Real-time and Zero-footprint Bag of Synthetic Syllables Algorithm for E-mail Spam Detection Using Subject Line and Short Text Fields
Stanislav Selitskiy
TL;DR
The paper tackles the need for real-time, low-footprint spam filtering on e-mail front lines by introducing BoSS, a Bag of Synthetic Syllables approach that encodes short text (such as subject lines) into a compact 146-dimensional feature space and a 189-dim sparse hash, enabling fast proximity checks against known spam. The method uses a synthetic syllabification scheme to produce a low-dimensional representation and compares vectors via $cosine$ distance and $Euclidean$ distance with simple thresholds, all without persistent storage or external resources.
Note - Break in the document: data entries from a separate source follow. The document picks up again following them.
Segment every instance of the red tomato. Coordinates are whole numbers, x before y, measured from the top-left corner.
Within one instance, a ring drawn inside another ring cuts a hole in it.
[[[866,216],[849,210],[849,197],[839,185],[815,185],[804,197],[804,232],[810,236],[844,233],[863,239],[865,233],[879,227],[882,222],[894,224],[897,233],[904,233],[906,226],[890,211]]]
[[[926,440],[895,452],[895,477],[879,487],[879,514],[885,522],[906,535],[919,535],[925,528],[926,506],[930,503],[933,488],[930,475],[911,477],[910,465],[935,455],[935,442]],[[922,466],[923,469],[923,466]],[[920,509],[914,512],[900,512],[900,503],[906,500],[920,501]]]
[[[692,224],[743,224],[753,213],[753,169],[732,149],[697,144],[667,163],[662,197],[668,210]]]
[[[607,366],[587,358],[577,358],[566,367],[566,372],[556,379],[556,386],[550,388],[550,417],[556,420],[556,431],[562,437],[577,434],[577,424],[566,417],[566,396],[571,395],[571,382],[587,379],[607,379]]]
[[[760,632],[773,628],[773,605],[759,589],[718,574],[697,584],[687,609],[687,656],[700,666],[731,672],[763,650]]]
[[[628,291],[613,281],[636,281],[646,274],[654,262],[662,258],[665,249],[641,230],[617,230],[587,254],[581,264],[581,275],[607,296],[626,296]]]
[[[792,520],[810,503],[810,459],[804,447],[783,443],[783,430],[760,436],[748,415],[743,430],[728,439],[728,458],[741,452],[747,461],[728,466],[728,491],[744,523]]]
Experiments on a one-day of live SMTP traffic show BoSS can operate at near real-time speeds (around $0.02$ s per message) with a small RAM footprint, and it can feed a lightweight perceptron classifier to produce spam verdicts. The authors argue BoSS can unload heavier DL-based approaches by serving as an initial, fast filter and propose future work integrating a multi-perceptron layer to better separate bad spam from grey bulk mail.
Abstract
Contemporary e-mail services have high availability expectations from the customers and are resource-strained because of the high-volume throughput and spam attacks. Deep Machine Learning architectures, which are resource hungry and require off-line processing due to the long processing times, are not acceptable at the front line filters. On the other hand, the bulk of the incoming spam is not sophisticated enough to bypass even the simplest algorithms. While the small fraction of the intelligent, highly mutable spam can be detected only by the deep architectures, the stress on them can be unloaded by the simple near real-time and near zero-footprint algorithms such as the Bag of Synthetic Syllables algorithm applied to the short texts of the e-mail subject lines and other short text fields. The proposed algorithm creates a circa 200 sparse dimensional hash or vector for each e-mail subject line that can be compared for the cosine or euclidean proximity distance to find similarities to the known spammy subjects. The algorithm does not require any persistent storage, dictionaries, additional hardware upgrades or software packages. The performance of the algorithm is presented on the one day of the real SMTP traffic.